Waterloo Station in early morning is one mad place and makes Grand Central look a bit twee. As I was fighting upstream in a river of London-bound commuters, finding the right train was a bit difficult but soon I was out to Teddington, a leafy borough of southeast London. Pleased with myself and perhaps a bit smug that I made it, I got off and called Gramophone who were arranging to pick me up. It was then that I realized that I had disembarked at the wrong stop – Twickenham, a few km away from Teddington. Ben Guynan found me and picked me up for a terrific breakfast in the right town.
Gramophone, and Haymarket, the large publishing group, has their offices on the banks of the Thames, where a weir creates a great waterfall just off the parking lot. This is the tidal limit of the river and one could skip a stone to the wooded other side without much effort at all.
Reviews editor Andrew Mellor gave me an excellent tour of the operation, introducing me to several colleagues whose work I have admired for years. I was pleased to put my new Delos disc into the hands of several people there. Most fascinating was the recording library that may well have a copy of every classical CD in print and out, each title on massive and movable metal shelves. The librarian has them categorized by label in a pretty fascinating system of organization. It was interesting to find 7000 Naxos titles neatly arranged in one cabinet. The walk through town through the train station was gorgeous – it’s clear that this is an area for the uber-wealthy.
Kensington is also in west London but getting there from the far southeast is a bit of navigational hazard and a long time. I transferred from the National Rail to the District line at Wimbledon and headed up to one of my favorite parts of all of London. It was great to visit the newish offices of Warner Classics, have a great lunch with my friends there and to discuss some business. The office literally backs into Hyde Park.
Though my feet were aching I decided to walk through Knightsbridge to have a look at the Royal College of Music and the museums there. The Natural History Museum and the Victoria and Albert are two of London’s largest and most impressive edifices. Though I didn’t have time, I ducked into the V&A for the shortest look at the David Bowie exhibit.
After a pub meal, I walked along the embankment, underneath the awe-inspiring, golden bulk of Parliament to St. John’s Smith Square, nestled in a quiet block of Westminster behind the abbey.
Genevieve Helsby, my Naxos colleague, had told me she was singing in a choir here tonight.
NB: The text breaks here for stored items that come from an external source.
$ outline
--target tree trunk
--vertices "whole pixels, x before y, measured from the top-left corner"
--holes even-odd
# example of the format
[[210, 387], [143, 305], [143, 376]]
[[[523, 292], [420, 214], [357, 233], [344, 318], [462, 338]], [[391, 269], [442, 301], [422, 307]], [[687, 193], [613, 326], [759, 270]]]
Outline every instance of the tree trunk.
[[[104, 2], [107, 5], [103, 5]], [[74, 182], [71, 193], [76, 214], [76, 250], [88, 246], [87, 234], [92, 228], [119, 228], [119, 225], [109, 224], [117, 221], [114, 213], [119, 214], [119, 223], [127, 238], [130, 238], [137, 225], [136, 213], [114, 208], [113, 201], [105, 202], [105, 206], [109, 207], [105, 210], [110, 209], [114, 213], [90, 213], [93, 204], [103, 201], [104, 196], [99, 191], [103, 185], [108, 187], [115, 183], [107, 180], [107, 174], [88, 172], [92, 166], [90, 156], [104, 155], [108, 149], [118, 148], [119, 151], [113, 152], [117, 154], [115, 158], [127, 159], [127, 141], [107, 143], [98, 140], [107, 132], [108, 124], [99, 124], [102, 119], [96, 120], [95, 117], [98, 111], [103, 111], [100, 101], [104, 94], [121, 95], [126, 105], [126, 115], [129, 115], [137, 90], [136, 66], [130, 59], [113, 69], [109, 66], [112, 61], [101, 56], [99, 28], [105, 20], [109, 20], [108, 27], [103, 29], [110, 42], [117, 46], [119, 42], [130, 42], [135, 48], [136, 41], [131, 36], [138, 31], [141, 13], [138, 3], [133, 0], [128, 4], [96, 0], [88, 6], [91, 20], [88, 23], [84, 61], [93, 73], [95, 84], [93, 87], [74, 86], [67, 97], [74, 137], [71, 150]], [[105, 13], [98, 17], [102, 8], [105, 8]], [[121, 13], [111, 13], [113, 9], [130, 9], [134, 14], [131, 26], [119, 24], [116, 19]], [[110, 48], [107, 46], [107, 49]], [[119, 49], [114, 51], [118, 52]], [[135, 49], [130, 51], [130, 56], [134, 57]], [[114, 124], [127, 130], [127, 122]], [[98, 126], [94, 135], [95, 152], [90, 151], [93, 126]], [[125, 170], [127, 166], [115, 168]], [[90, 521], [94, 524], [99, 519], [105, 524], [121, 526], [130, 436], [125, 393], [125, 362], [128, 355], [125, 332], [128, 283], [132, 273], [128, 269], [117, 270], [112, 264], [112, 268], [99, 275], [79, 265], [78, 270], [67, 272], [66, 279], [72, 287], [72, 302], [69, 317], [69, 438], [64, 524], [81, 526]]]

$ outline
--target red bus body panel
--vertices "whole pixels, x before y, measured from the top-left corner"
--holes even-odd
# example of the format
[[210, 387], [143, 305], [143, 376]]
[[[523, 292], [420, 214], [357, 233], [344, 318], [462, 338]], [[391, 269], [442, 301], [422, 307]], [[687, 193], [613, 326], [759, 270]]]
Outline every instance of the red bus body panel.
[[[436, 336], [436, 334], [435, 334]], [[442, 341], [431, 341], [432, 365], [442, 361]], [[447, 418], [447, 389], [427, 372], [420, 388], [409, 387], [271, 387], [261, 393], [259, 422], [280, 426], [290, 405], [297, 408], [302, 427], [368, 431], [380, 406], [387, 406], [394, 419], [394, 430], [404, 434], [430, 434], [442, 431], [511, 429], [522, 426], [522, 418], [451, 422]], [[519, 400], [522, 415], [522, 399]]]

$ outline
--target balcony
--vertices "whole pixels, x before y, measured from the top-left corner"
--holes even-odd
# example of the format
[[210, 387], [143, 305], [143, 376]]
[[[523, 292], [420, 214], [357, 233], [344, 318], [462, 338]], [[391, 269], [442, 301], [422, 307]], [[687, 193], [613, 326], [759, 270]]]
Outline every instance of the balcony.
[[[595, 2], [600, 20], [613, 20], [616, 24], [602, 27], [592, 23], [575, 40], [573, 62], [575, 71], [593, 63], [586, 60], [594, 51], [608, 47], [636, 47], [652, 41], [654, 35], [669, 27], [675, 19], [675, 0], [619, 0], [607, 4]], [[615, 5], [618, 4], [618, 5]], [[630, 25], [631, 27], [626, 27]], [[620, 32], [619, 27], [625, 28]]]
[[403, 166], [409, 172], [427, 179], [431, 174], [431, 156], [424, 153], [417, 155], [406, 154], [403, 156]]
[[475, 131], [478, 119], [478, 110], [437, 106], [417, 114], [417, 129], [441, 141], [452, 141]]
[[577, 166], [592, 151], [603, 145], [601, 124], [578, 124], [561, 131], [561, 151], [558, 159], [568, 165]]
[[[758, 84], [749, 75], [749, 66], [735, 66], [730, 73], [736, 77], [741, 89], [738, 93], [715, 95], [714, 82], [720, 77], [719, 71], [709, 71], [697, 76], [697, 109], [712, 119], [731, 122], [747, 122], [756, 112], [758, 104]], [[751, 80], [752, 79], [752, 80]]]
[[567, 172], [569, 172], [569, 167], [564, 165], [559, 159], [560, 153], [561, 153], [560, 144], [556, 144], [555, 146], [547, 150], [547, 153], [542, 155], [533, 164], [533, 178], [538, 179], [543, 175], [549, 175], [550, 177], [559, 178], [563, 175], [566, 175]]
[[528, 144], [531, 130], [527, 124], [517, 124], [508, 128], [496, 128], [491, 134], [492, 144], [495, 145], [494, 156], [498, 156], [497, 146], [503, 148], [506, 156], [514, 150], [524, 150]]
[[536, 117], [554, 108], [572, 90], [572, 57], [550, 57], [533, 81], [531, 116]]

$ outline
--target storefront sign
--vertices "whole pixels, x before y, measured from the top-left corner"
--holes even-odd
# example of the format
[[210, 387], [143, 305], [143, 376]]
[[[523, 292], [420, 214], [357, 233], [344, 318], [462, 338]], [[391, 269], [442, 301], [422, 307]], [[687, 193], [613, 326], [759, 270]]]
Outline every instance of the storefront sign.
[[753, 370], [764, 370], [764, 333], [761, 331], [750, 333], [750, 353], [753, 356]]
Other plans had fallen through so I made it for the second half of the concert by the Orchestra of St. John’s in a sublime performance of the Faure Requiem, in my opinion one of the most perfectly crafted and inspiring works of history. In what would be an emotional reaction to the piece, I had to duck outside after the In Paradisum conclusion. Some paradise or nothingness surely must embrace my great friend Peter Moss, and who left us exactly two years ago.